Yine her iki kitapta da son sayfayı çevirince aklımda kalan şey: Kadın yok! Elbette Yüzler’de kadınlar var, ancak bunlar prototip karakterler. Cinsinin, mesleğinin genel geçer özellikleriyle yüklü, romanda figüran gibi duran tipler. Zeynep, Ayşe-Naz ile Nazan. Zeynep Arif’in hapisane sonrası ‘’standartlara uygun, sınıf atlamış, hayatını hale yola koymuş adam’’ fotoğrafının tamamlayıcısı iken, Naz Arif’in sıkıntılı ve tatminsiz yozlaşmasının hem kaçışı hem sonucu olan, parayla satın alınan haz’ına eşlik eder sadece. Nazan ise Orhan’ın dibe vurmasına sebeptir, aşık olup kaçtığı evli adam Orhan hapse düşünce ‘’utandığı için’’ İstanbul’a, ailesine dönemez Nazan, ‘’sahipsiz’’ kaldığı için de hemen yeni bir ‘’sahip’’ bulur kendine. Orhan onu diğer adamdan kurtarır elbet hapisten çıkınca, ama Nazan artık Orhan’dan da ‘’utandığı’’ için döner İstanbul’a. Tipik 3. sayfa haberine dönüşmez Nazan Yüzler’de ama kitapta aynen öyle resmedilmiştir: Kategorize edilmiş bir kadın karakterdir. Erkek karakterlerde gördüğümüz ayırt edicilik kadınlarda yoktur. Erkek karakterlerin gerçeği midir, romanın gerçeği midir, yazarın tercihi midir bilinmez ama kadınlar standart algının şekillendirdiği kadın karakterler olarak rollerini oynamaktalar romanda: Ne eksik, ne fazla!

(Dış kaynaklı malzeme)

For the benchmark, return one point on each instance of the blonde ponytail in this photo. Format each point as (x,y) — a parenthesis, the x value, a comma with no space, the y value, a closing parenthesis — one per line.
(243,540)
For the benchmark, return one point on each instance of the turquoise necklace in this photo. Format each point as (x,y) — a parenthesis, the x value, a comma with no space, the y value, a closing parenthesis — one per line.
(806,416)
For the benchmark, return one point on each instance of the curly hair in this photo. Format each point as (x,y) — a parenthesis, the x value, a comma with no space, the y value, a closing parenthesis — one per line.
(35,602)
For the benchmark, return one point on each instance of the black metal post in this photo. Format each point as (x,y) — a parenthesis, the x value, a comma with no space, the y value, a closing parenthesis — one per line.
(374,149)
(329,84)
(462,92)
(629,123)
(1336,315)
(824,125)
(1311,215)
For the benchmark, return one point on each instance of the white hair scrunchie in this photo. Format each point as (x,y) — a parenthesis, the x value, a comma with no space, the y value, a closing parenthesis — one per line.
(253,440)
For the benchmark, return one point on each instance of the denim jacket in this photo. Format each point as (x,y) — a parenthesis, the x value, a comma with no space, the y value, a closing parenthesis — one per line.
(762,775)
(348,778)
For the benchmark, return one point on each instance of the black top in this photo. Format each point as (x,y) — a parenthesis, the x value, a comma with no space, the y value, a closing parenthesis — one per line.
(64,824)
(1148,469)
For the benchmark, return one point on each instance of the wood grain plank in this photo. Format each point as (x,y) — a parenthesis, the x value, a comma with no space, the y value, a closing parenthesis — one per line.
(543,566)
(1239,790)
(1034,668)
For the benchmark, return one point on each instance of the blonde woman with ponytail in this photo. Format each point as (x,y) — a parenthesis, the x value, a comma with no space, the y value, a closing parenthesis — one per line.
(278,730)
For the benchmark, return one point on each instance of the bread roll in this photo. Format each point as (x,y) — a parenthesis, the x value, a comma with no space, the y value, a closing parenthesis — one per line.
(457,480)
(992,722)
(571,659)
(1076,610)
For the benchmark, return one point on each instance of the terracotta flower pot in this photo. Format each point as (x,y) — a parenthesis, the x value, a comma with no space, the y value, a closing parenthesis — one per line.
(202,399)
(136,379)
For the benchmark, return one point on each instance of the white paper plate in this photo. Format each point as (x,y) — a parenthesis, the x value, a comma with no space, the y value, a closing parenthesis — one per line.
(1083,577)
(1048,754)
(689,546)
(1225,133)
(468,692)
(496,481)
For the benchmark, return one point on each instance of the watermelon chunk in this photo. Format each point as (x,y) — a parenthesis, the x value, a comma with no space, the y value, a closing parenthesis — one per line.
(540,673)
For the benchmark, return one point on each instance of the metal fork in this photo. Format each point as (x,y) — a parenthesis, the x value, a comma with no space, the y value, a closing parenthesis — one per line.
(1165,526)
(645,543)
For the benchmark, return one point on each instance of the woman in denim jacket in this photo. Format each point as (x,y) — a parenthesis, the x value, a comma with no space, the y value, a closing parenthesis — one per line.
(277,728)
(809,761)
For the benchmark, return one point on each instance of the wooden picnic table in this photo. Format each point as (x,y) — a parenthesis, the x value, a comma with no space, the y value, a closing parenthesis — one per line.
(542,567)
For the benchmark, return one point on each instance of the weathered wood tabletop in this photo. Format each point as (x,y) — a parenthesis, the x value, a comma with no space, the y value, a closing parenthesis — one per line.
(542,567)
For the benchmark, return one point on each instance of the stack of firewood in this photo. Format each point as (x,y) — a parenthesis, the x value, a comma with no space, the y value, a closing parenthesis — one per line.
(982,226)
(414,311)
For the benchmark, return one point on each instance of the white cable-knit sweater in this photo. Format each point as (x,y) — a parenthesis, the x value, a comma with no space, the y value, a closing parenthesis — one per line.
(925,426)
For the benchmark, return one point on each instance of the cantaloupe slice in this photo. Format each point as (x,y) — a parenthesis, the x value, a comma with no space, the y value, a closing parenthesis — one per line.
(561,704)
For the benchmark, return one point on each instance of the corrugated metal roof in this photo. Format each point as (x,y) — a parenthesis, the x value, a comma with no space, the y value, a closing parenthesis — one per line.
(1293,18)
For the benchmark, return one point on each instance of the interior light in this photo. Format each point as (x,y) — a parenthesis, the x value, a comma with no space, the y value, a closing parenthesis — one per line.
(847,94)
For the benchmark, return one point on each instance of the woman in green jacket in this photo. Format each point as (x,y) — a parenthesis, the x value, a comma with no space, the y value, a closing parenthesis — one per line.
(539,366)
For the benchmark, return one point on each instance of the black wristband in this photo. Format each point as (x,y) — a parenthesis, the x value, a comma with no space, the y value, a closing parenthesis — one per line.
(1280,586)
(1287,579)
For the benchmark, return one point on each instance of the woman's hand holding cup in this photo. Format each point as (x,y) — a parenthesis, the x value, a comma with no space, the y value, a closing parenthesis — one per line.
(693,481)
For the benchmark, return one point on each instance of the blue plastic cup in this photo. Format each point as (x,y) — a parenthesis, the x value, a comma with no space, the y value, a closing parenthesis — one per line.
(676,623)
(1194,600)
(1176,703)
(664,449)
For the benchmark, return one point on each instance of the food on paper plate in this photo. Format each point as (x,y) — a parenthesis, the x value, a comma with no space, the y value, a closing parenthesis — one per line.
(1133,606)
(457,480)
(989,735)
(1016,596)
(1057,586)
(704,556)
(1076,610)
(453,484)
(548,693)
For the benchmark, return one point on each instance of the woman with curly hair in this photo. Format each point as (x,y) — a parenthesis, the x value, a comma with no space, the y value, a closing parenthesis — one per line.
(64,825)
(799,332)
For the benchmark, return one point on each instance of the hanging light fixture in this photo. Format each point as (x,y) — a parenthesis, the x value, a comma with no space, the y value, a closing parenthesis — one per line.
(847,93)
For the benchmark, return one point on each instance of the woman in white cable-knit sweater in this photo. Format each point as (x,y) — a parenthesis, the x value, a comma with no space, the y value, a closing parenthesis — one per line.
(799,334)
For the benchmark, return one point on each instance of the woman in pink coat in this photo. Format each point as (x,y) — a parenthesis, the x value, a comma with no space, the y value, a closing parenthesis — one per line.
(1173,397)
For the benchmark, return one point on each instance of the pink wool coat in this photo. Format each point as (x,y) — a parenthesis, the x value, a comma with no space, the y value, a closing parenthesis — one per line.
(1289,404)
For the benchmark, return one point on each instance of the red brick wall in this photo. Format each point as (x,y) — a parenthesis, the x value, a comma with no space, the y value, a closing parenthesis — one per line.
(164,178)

Herşey hayatın gerçeğine uygundur Yüzler’de. Edebiyat belki de bunun için vardır: hayatın gerçeği deyip geçtiğimiz, alıştığımız şeyleri yeniden gözümüze sokmak için…
Canımızı sıksa da, ‘’başka türlüsü mümkündü’’ derken dönüp kendi hayatlarımıza bakarız bir kez daha: 12 Eylül devam etmektedir, sadece yaşlanan hikayelerde değil gündelik hayata yenildiğimiz her yerde… (NGU/HK)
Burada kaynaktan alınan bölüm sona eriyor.